Layers : Letting Go And Taking Hold, Part 1
Mark Tidsworth, Pinnacle Team Leader
Letting go 7 constraining church assumptions while taking hold 7 robust church assumptions
Article Series
Part 1 – Introduction to Constraining and Liberating Church Assumptions
Part 2 – Describing Constraining Church Assumptions
Part 3 – Describing Liberating Church Assumptions
Part 4 – Living Into Your Church’s Best Self
During the Modern Era (up to the year 2000) here in North America, the consistency of American culture along with its embrace of the Christian story allowed churches to become part of the mainstream social fabric.
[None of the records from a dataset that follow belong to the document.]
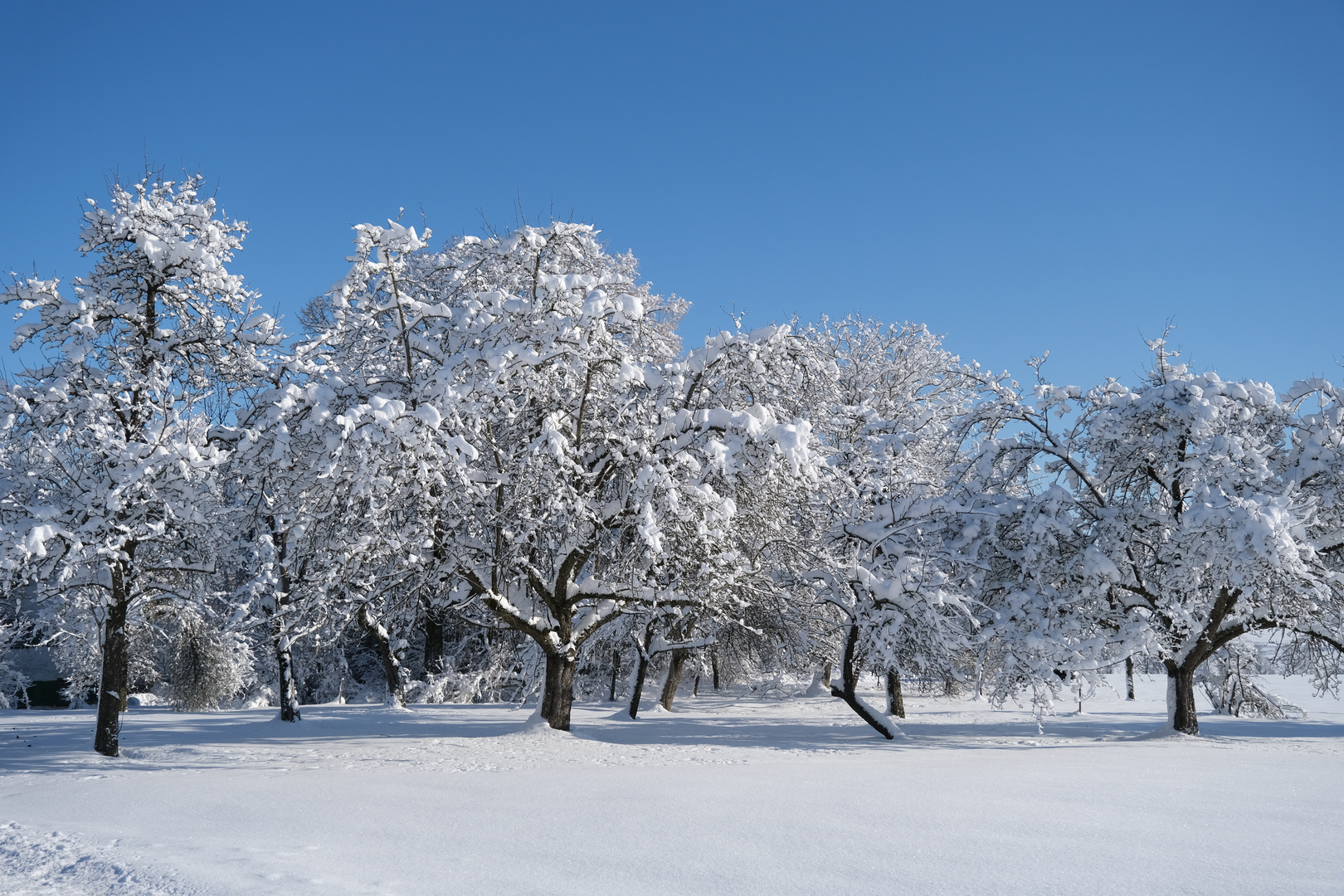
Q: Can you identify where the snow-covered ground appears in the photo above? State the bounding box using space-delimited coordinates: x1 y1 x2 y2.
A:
0 679 1344 896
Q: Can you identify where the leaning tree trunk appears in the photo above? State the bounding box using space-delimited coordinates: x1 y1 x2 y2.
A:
631 650 649 718
1166 658 1199 735
542 653 578 731
659 647 689 711
359 603 406 707
93 575 130 757
887 669 906 718
631 619 653 718
275 616 299 722
828 623 897 740
425 607 444 679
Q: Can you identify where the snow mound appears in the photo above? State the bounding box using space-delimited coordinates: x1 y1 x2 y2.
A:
0 821 203 896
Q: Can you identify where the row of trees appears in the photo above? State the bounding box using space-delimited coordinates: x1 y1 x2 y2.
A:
0 169 1344 755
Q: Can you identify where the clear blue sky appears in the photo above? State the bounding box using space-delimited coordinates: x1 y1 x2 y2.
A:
0 0 1344 388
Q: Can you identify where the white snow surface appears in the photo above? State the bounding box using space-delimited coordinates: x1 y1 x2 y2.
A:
0 677 1344 896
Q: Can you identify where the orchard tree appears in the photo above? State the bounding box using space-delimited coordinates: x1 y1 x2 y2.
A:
976 338 1344 733
230 222 475 720
0 174 278 757
378 223 813 729
808 319 981 739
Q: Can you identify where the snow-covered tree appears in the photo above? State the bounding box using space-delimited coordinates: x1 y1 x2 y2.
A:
368 223 811 728
0 176 277 757
962 340 1344 733
808 319 980 738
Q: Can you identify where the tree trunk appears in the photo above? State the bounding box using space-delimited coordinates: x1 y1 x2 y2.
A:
93 588 130 757
275 628 299 722
1166 660 1199 735
359 603 406 707
425 607 444 679
631 650 649 718
887 669 906 718
828 623 898 740
266 517 299 722
542 653 578 731
659 649 689 711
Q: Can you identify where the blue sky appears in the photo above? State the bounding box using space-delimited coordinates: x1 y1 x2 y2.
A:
0 0 1344 388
This provided churches the opportunity to develop consistent paradigms or models for being church, with denominations taking shape and form, resulting in recognizable churches across geographical regions. Given this context and environment, certain beliefs about church life took shape, giving guidance to church leaders. Over time, these beliefs became so embedded they became assumptions, forming unconscious guidance systems giving shape to everything in our church paradigms.
Now, during this Postmodern Transition, we are discovering these guiding assumptions don’t lead to the same outcomes they did during a more stable time. Though they were effective guides when culture and church life were woven together, a certain unravelling of this fabric is underway . Now when we live out of these outdated guiding beliefs, we experience disappointment and frustration, since they don’t result in the same outcomes as before. These beliefs are not primarily faith statements, yet are insights about how we go about being and doing church.
Our current challenge is that these guiding beliefs are now unconscious assumptions. We believe them, organizing our church life around them, without conscious awareness of what we are doing. We find ourselves strangely frustrated with our churches, without knowing why. These guiding beliefs are actually constraining our adaptation in this emerging Postmodern environment in which we find ourselves. These previously helpful guiding beliefs have morphed into constraining church assumptions, holding us back from adapting and flourishing in our current contexts. We in this Christian Movement are in a time of letting go; letting go guiding beliefs which have become assumptions constraining our forward movement. This is Part A of our current adaptive challenge.
At the very same time, robust church is rising. God’s Church moves onward. Very traditional churches are experiencing newness and vitalization, witnessing the unfolding story of God among them. New expressions of church, only in our imaginations during the Modern Era, are rising up and taking shape. The story of God as expressed through God’s Church is starting a new chapter, turning the page in the telling of a really good story.
In this context, new and fresh guiding insights are rising to our consciousness. The Holy Spirit is inspiring fresh thinking and adaptive perspectives about being church. When we give ourselves permission to follow Holy Spirit nudges, we discover again the age-old wisdom that in Christ all things are becoming new, God’s Church included.
Perhaps it’s too soon to call these new liberating beliefs “assumptions,” yet they are already guiding churches as they live into God’s calling. Integrated beliefs become the structure upon which church forms take shape. When integrated well, they become assumptions guiding most everything we are and do. When there is convergence between theology, faith, and culture, then the resulting guiding beliefs resonate, giving us mission-congruent guidance. They become liberating church assumptions, setting us free to participate with God’s unfolding story as expressed through God’s Church. Taking hold of these new liberating church assumptions is Part B of our adaptive challenge.